日本郵政グループは、全国約24,000の郵便局ネットワークを共通基盤として、以下の6つのセグメントで幅広い事業展開を行っています。
1.郵便・物流事業(日本郵便株式会社)
- 国内最大級の拠点網と「ラストワンマイル配送」体制を有します。
- 国内郵便サービス(手紙、はがき、ゆうパックなど)の集配や配達を全国で展開しています。

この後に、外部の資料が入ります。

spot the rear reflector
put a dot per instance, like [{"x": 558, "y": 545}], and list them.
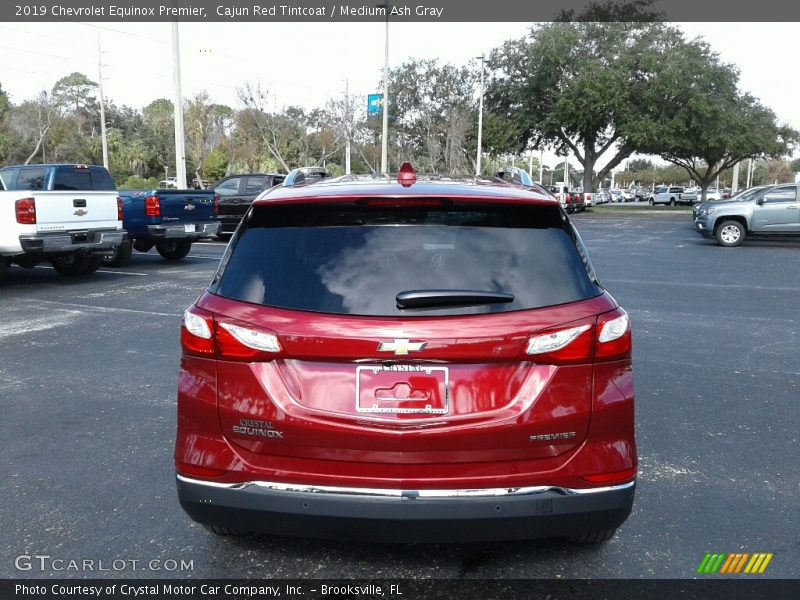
[
  {"x": 26, "y": 211},
  {"x": 616, "y": 477},
  {"x": 406, "y": 177},
  {"x": 614, "y": 337}
]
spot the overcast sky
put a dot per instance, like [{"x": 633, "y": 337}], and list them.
[{"x": 305, "y": 64}]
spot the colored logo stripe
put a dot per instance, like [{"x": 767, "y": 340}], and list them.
[{"x": 734, "y": 563}]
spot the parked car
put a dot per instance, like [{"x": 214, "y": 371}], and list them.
[
  {"x": 236, "y": 193},
  {"x": 406, "y": 359},
  {"x": 774, "y": 211},
  {"x": 571, "y": 201},
  {"x": 666, "y": 195},
  {"x": 65, "y": 214},
  {"x": 694, "y": 195},
  {"x": 745, "y": 194},
  {"x": 170, "y": 220}
]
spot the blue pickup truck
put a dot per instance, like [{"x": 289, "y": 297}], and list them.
[{"x": 170, "y": 220}]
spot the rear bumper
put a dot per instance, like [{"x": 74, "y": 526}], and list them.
[
  {"x": 405, "y": 515},
  {"x": 98, "y": 241},
  {"x": 192, "y": 231}
]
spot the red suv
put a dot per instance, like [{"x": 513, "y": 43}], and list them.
[{"x": 406, "y": 360}]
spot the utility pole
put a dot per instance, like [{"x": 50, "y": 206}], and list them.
[
  {"x": 103, "y": 133},
  {"x": 541, "y": 166},
  {"x": 180, "y": 142},
  {"x": 348, "y": 126},
  {"x": 385, "y": 140},
  {"x": 480, "y": 123}
]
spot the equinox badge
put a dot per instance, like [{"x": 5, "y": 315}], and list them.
[{"x": 401, "y": 347}]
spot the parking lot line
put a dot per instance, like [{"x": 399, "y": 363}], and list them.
[
  {"x": 112, "y": 271},
  {"x": 106, "y": 308}
]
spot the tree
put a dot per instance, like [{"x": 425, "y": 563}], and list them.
[
  {"x": 588, "y": 88},
  {"x": 206, "y": 126},
  {"x": 74, "y": 94}
]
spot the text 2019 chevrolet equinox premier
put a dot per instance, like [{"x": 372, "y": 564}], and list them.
[{"x": 409, "y": 359}]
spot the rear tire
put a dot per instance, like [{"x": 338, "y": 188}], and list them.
[
  {"x": 174, "y": 249},
  {"x": 594, "y": 537},
  {"x": 75, "y": 265},
  {"x": 121, "y": 257},
  {"x": 225, "y": 531},
  {"x": 730, "y": 233}
]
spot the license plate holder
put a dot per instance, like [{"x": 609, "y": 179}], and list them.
[{"x": 402, "y": 389}]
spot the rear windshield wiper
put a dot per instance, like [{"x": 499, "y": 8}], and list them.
[{"x": 436, "y": 298}]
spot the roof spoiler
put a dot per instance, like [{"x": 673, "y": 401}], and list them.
[{"x": 304, "y": 175}]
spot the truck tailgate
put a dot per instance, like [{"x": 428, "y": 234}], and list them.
[
  {"x": 186, "y": 206},
  {"x": 68, "y": 210}
]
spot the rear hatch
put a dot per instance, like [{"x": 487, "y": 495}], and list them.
[{"x": 401, "y": 332}]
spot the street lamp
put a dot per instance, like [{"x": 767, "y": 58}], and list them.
[
  {"x": 385, "y": 141},
  {"x": 480, "y": 123}
]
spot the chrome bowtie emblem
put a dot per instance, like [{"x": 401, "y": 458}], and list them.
[{"x": 401, "y": 347}]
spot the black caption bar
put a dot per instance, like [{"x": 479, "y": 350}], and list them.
[
  {"x": 397, "y": 10},
  {"x": 622, "y": 589}
]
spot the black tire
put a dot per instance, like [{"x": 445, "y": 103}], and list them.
[
  {"x": 174, "y": 249},
  {"x": 121, "y": 256},
  {"x": 224, "y": 531},
  {"x": 730, "y": 233},
  {"x": 593, "y": 537},
  {"x": 75, "y": 264}
]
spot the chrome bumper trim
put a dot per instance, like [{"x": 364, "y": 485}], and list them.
[{"x": 410, "y": 494}]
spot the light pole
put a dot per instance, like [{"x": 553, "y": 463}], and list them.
[
  {"x": 480, "y": 123},
  {"x": 385, "y": 141}
]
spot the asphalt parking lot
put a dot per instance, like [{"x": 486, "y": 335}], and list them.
[{"x": 88, "y": 382}]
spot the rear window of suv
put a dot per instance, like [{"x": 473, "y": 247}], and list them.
[{"x": 353, "y": 259}]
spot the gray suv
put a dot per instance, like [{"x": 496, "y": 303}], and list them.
[{"x": 774, "y": 210}]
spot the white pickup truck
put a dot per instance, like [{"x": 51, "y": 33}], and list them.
[{"x": 69, "y": 215}]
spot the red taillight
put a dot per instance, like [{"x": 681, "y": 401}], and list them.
[
  {"x": 202, "y": 335},
  {"x": 152, "y": 206},
  {"x": 406, "y": 176},
  {"x": 26, "y": 211},
  {"x": 580, "y": 342}
]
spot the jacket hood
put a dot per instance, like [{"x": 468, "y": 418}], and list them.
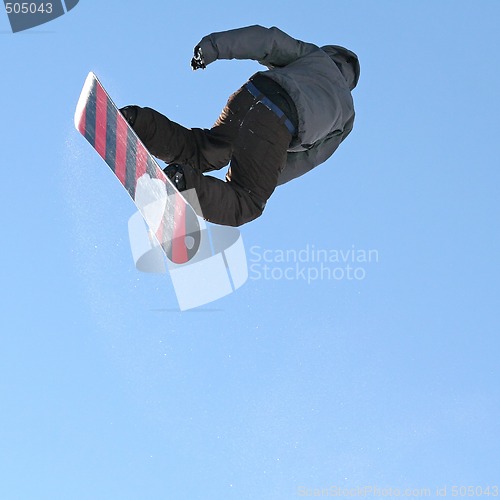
[{"x": 346, "y": 61}]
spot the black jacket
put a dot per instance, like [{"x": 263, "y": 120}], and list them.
[{"x": 319, "y": 80}]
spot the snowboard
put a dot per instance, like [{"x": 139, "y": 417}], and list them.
[{"x": 169, "y": 216}]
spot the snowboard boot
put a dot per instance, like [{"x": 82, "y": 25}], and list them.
[
  {"x": 175, "y": 173},
  {"x": 130, "y": 114}
]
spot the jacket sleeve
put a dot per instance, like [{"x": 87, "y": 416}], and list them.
[
  {"x": 269, "y": 46},
  {"x": 303, "y": 161}
]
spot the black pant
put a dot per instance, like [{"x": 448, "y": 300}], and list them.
[{"x": 247, "y": 135}]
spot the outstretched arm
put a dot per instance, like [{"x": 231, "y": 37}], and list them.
[{"x": 269, "y": 46}]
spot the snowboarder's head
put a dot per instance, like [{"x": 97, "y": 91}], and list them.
[{"x": 347, "y": 61}]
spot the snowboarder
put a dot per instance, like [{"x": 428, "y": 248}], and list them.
[{"x": 282, "y": 123}]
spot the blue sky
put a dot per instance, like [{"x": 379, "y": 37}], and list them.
[{"x": 283, "y": 387}]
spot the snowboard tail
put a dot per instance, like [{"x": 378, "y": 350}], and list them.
[{"x": 98, "y": 119}]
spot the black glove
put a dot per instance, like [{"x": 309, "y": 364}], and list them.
[
  {"x": 197, "y": 61},
  {"x": 130, "y": 114}
]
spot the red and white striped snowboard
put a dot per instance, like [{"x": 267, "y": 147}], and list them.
[{"x": 170, "y": 218}]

- 物流ソリューション(企業向けの発送作業請負、商品保管、ピッキング、梱包、出荷などワンストップ物流サービス)も提供。
2.郵便局窓口事業(日本郵便株式会社)
- 郵便物・荷物の引受や交付、切手・はがき・収入印紙などの販売。
- 各種物販、金融商品(貯金、ローン、保険)や投信の取扱い、公共料金の支払い受付なども行っています。
3.国際物流事業(日本郵便株式会社)
- 海外向けの輸送サービス(EMS=国際スピード郵便、国際宅配便、フォワーディング事業)を展開。
- 倉庫運営、検品・加工、関税手続き、多国間物流、B2C配送などの付加価値サービスも実施。
- グループ会社のトールグループ(豪州)や海外パートナーとの連携によるグローバルネットワークを構築。
4.不動産事業(日本郵政不動産株式会社など)
- 保有不動産(郵便局・社宅等)の管理・開発・利活用。
- 市街地再開発やまちづくり、オフィス・商業施設の開発、不動産投資、グループ保有資産の価値向上などを実施。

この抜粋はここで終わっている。